Master's Thesis Defense - Super-Porous PVA Hydrogel with the Controlled Release of IGF-1 for Cartilage Tissue Engineering
Date: June 26, 2012
Time: 10:30 AM
Location: Bossone Research Enterprise, Room: 709
Advisors: Fred Allen, Ph.D., Margaret Wheatley, Ph.D., Kara Spiller, Ph.D., and Tony Lowman, Ph.D.
Repair or regeneration of articular cartilage remains one of the most difficult challenges in orthopedic medicine. Poly(vinyl alcohol) (PVA) hydrogels have shown promise as synthetic cartilage replacement materials, especially those that allow sustained release of insulin-like growth factor 1 (IGF-1). The goal of this study was to increase the porosity of the hydrogels while maintaining IGF-1 release in order to increase infiltration of chondrocytes from surrounding cartilage. The hydrogels were prepared using a previously established, single step, double emulsion technique based on a water-oil-water (W1/O/W2) composition. IGF-1 was encapsulated in degradable poly(lactic-co-glycolic acid) (PLGA) microparticles (W1/O) embedded in non-degradable poly(vinyl alcohol) (PVA) hydrogels (W2). The effects of processing parameters such as volume and composition of the water and oil phases were evaluated towards increasing hydrogel porosity. Hydrogels of various formulations had interconnected pores with an average pore size of as high as 337±205um, with the largest range of pore sizes from 40um to 600um, and porosities of 76% to 84%, all of which were increases over the previous design.

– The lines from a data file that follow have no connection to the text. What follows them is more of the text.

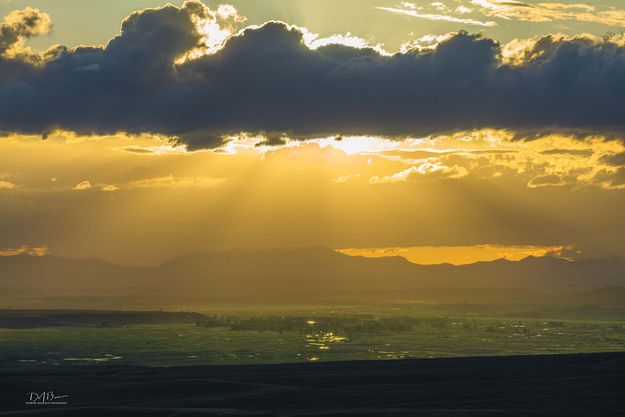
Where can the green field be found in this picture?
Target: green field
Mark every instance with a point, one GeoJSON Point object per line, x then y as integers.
{"type": "Point", "coordinates": [302, 337]}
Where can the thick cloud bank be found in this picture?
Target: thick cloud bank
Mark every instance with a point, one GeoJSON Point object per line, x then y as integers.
{"type": "Point", "coordinates": [265, 79]}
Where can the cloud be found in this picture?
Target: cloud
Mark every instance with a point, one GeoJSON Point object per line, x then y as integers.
{"type": "Point", "coordinates": [5, 185]}
{"type": "Point", "coordinates": [407, 11]}
{"type": "Point", "coordinates": [550, 180]}
{"type": "Point", "coordinates": [20, 25]}
{"type": "Point", "coordinates": [548, 12]}
{"type": "Point", "coordinates": [83, 185]}
{"type": "Point", "coordinates": [265, 79]}
{"type": "Point", "coordinates": [176, 182]}
{"type": "Point", "coordinates": [25, 250]}
{"type": "Point", "coordinates": [426, 170]}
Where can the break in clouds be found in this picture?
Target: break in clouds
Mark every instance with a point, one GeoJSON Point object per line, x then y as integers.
{"type": "Point", "coordinates": [267, 80]}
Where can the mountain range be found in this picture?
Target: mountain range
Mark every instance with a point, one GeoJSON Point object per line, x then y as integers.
{"type": "Point", "coordinates": [317, 272]}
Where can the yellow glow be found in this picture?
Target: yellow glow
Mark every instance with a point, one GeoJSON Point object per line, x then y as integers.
{"type": "Point", "coordinates": [458, 255]}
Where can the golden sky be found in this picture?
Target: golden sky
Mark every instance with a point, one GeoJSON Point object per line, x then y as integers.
{"type": "Point", "coordinates": [142, 185]}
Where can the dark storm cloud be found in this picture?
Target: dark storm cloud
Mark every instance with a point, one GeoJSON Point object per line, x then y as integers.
{"type": "Point", "coordinates": [266, 80]}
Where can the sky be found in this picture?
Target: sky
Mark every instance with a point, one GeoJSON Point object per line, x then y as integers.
{"type": "Point", "coordinates": [451, 131]}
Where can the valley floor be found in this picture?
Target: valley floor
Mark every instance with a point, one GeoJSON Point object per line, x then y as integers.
{"type": "Point", "coordinates": [553, 385]}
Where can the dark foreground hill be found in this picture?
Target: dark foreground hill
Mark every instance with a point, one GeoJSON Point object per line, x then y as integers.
{"type": "Point", "coordinates": [542, 386]}
{"type": "Point", "coordinates": [287, 274]}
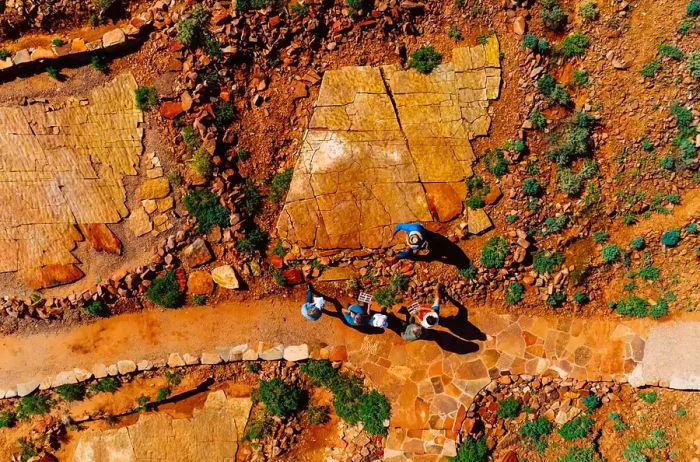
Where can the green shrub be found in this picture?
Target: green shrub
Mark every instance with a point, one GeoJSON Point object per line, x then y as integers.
{"type": "Point", "coordinates": [106, 385]}
{"type": "Point", "coordinates": [611, 253]}
{"type": "Point", "coordinates": [508, 408]}
{"type": "Point", "coordinates": [514, 293]}
{"type": "Point", "coordinates": [96, 308]}
{"type": "Point", "coordinates": [546, 262]}
{"type": "Point", "coordinates": [204, 206]}
{"type": "Point", "coordinates": [97, 62]}
{"type": "Point", "coordinates": [632, 306]}
{"type": "Point", "coordinates": [374, 410]}
{"type": "Point", "coordinates": [590, 402]}
{"type": "Point", "coordinates": [671, 238]}
{"type": "Point", "coordinates": [280, 184]}
{"type": "Point", "coordinates": [255, 239]}
{"type": "Point", "coordinates": [7, 419]}
{"type": "Point", "coordinates": [532, 187]}
{"type": "Point", "coordinates": [493, 252]}
{"type": "Point", "coordinates": [579, 427]}
{"type": "Point", "coordinates": [71, 391]}
{"type": "Point", "coordinates": [637, 243]}
{"type": "Point", "coordinates": [536, 429]}
{"type": "Point", "coordinates": [539, 121]}
{"type": "Point", "coordinates": [53, 72]}
{"type": "Point", "coordinates": [34, 404]}
{"type": "Point", "coordinates": [693, 8]}
{"type": "Point", "coordinates": [552, 16]}
{"type": "Point", "coordinates": [575, 45]}
{"type": "Point", "coordinates": [224, 113]}
{"type": "Point", "coordinates": [580, 297]}
{"type": "Point", "coordinates": [165, 291]}
{"type": "Point", "coordinates": [694, 64]}
{"type": "Point", "coordinates": [650, 69]}
{"type": "Point", "coordinates": [537, 45]}
{"type": "Point", "coordinates": [385, 297]}
{"type": "Point", "coordinates": [425, 59]}
{"type": "Point", "coordinates": [146, 98]}
{"type": "Point", "coordinates": [279, 398]}
{"type": "Point", "coordinates": [669, 51]}
{"type": "Point", "coordinates": [317, 415]}
{"type": "Point", "coordinates": [588, 10]}
{"type": "Point", "coordinates": [471, 450]}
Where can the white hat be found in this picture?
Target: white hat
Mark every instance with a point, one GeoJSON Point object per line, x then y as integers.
{"type": "Point", "coordinates": [379, 320]}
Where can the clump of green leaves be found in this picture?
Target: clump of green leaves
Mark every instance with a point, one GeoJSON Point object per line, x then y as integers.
{"type": "Point", "coordinates": [165, 291]}
{"type": "Point", "coordinates": [546, 262]}
{"type": "Point", "coordinates": [425, 59]}
{"type": "Point", "coordinates": [552, 16]}
{"type": "Point", "coordinates": [146, 97]}
{"type": "Point", "coordinates": [203, 205]}
{"type": "Point", "coordinates": [493, 252]}
{"type": "Point", "coordinates": [508, 408]}
{"type": "Point", "coordinates": [536, 44]}
{"type": "Point", "coordinates": [575, 45]}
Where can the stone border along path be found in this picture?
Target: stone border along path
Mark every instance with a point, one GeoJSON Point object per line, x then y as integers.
{"type": "Point", "coordinates": [430, 389]}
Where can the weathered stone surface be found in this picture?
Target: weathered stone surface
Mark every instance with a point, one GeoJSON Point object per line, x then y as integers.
{"type": "Point", "coordinates": [200, 283]}
{"type": "Point", "coordinates": [196, 254]}
{"type": "Point", "coordinates": [369, 153]}
{"type": "Point", "coordinates": [27, 388]}
{"type": "Point", "coordinates": [225, 276]}
{"type": "Point", "coordinates": [296, 352]}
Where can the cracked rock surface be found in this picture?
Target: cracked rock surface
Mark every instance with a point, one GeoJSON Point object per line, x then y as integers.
{"type": "Point", "coordinates": [387, 146]}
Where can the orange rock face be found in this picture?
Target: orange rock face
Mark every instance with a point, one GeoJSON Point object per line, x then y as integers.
{"type": "Point", "coordinates": [101, 238]}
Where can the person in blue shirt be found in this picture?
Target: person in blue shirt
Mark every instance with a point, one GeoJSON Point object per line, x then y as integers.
{"type": "Point", "coordinates": [416, 238]}
{"type": "Point", "coordinates": [313, 308]}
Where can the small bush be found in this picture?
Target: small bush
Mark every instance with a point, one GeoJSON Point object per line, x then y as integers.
{"type": "Point", "coordinates": [34, 404]}
{"type": "Point", "coordinates": [508, 408]}
{"type": "Point", "coordinates": [425, 59]}
{"type": "Point", "coordinates": [224, 113]}
{"type": "Point", "coordinates": [546, 262]}
{"type": "Point", "coordinates": [71, 391]}
{"type": "Point", "coordinates": [552, 16]}
{"type": "Point", "coordinates": [650, 69]}
{"type": "Point", "coordinates": [96, 308]}
{"type": "Point", "coordinates": [669, 51]}
{"type": "Point", "coordinates": [671, 238]}
{"type": "Point", "coordinates": [632, 306]}
{"type": "Point", "coordinates": [580, 297]}
{"type": "Point", "coordinates": [575, 45]}
{"type": "Point", "coordinates": [279, 398]}
{"type": "Point", "coordinates": [611, 253]}
{"type": "Point", "coordinates": [588, 10]}
{"type": "Point", "coordinates": [637, 243]}
{"type": "Point", "coordinates": [203, 205]}
{"type": "Point", "coordinates": [472, 450]}
{"type": "Point", "coordinates": [537, 45]}
{"type": "Point", "coordinates": [532, 187]}
{"type": "Point", "coordinates": [146, 98]}
{"type": "Point", "coordinates": [578, 427]}
{"type": "Point", "coordinates": [165, 291]}
{"type": "Point", "coordinates": [694, 64]}
{"type": "Point", "coordinates": [514, 293]}
{"type": "Point", "coordinates": [106, 385]}
{"type": "Point", "coordinates": [692, 9]}
{"type": "Point", "coordinates": [493, 252]}
{"type": "Point", "coordinates": [280, 184]}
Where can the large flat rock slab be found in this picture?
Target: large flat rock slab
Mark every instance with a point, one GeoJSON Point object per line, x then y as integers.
{"type": "Point", "coordinates": [388, 146]}
{"type": "Point", "coordinates": [671, 357]}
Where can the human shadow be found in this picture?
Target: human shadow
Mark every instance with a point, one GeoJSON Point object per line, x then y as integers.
{"type": "Point", "coordinates": [443, 250]}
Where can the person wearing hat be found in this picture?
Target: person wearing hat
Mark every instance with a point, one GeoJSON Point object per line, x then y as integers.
{"type": "Point", "coordinates": [313, 308]}
{"type": "Point", "coordinates": [415, 238]}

The controlled release system sustained release of IGF-1 for 73 days in vitro, with an initial burst on the first day of 1.82 ± 1.15ug. In order to study the controlled release of IGF-1 on cartilage tissue engineering in vivo, the hydrogels were seeded with chondrocytes and implanted subcutaneously into the backs of nude mice and harvested after two and five weeks in vivo. The introduction of high levels of porosity to PVA hydrogels resulted in a reduction in mechanical properties but an increase in cartilage growth within the hydrogels. This study shows that the sustained release of IGF-1 can enhance tissue formation within the pores of a non-degradable hydrogel. The increase in porosity of the IGF1-eluting hydrogels may improve implant integration with surrounding tissue.
The Bossone Research Enterprise Center is located at the corner of 32nd and Market Streets.